Sadducees were a political-religious sect of the Jews. As a prominent political party they first appear in the reign of John Hyrcanus (135-105 BC). The Sadducees were the party of high priests, aristocratic families, and merchants — the wealthier elements of the population. They came under the influence of Hellenism, and tended to have good relations with the Roman rulers of Palestine. While their rivals, the Pharisees, claimed the authority of piety and learning, the Sadducees claimed that of birth and social and economic position. During the long struggle between the two parties (which lasted until the Roman destruction of Jerusalem in 70 AD) the Sadducees dominated the Temple and its priesthood.

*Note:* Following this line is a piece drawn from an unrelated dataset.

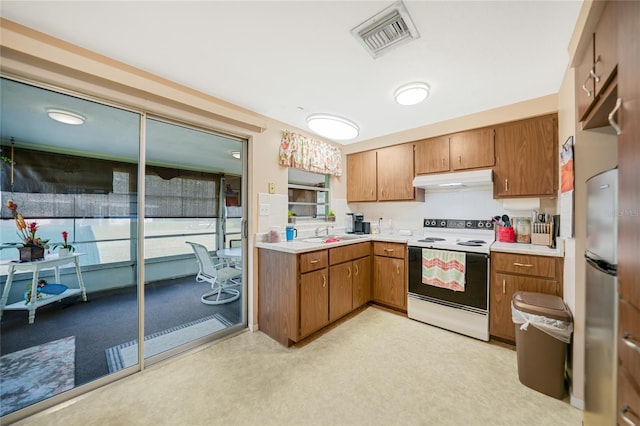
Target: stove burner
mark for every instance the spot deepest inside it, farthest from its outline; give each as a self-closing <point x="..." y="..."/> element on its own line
<point x="431" y="239"/>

In contrast to the Pharisees, the Sadducees denied the concept of a general resurrection, the immortality of the soul and the existence of angels (Matthew 22:23; Mark 12:18; Acts 23:8). They did not deny the existence of an afterlife per se, but did not believe that everyone was automatically granted one.^[citation\ needed]^ They did allow as how exemplary Jews such as Moses and David and Elijah might be saved by God based on their exemplary accomplishments, but they made it very clear that this was an exception, and not the rule.^[citation\ needed]^ They also rejected the oral traditions which the Pharisees maintained and emphasized as a divinely ordained supplement to the written law.

Much of what is known about the Sadducees comes from Josephus, who wrote that they were a quarrelsome group whose followers were wealthy and powerful, and that he considered them boorish in social interactions (see Josephus' Wars of the Jews, Book II, Chapter VIII, Paragraph 14).